Die Elaſticitaͤt ſetzt zwar allemal voraus, daß ein Koͤrper ſeine Geſtalt aͤndern laſſe: es ſcheint alſo, als koͤnnten elaſtiſche Koͤrper nicht ſproͤde ſeyn. Aber Elaſticitaͤt iſt doch im Grunde nichts anders, als Widerſtreben gegen Aenderung der Geſtalt, und ſo koͤnnte wohl ſehr ſtarke Elaſticitaͤt in Sproͤdigkeit ſelbſt uͤbergehen. Dies iſt gar nicht unwahrſcheinlich, wenn man bedenkt, daß viele elaſtiſche Koͤrper durch Vermehrung ihrer Dichtigkeit ſproͤde werden (z. B. gehaͤrteter Stahl, die Glastropfen, bologneſer Flaſchen, mehrere Koͤrper in der Kaͤlte), und daß ſie ſich wieder elaſtiſch zeigen, wenn man durch Anlaſſen, Ausgluͤhen, Temperiren im Kuͤhlofen rc. ihre Spannung vermindert.

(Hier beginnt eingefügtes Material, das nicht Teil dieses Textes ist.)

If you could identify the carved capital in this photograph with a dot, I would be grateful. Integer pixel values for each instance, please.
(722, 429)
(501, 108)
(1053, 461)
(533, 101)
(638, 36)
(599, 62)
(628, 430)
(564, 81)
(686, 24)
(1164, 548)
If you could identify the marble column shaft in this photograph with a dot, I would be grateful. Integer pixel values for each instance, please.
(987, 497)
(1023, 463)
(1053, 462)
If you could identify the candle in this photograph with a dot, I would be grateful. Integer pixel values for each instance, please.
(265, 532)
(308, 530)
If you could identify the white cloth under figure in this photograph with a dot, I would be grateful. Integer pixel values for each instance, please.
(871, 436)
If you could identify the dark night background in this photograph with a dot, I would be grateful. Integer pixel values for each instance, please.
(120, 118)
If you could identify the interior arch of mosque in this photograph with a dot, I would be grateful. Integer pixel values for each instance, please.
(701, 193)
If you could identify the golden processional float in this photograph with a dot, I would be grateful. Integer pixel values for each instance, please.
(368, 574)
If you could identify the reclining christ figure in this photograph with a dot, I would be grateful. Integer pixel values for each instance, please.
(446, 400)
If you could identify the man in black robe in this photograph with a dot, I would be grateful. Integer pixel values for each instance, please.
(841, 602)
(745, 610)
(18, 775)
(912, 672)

In manchen Koͤrpern trennen ſich viele Theile von ſelbſt mit, wenn man nur anfaͤngt, einige zu trennen, und dieſe heißen vorzugsweiſe ſproͤde Koͤrper. Eine ſolche Eigenſchaft ſcheint allemal einen hohen Grad von Elaſticitaͤt und einen ungleichen Zuſammenhang vorauszuſetzen, durch welchen die Theile ſchon in eine gewaltſame Spannung verſetzt ſind, ſ. Glastropfen, Bologneſer Flaſchen.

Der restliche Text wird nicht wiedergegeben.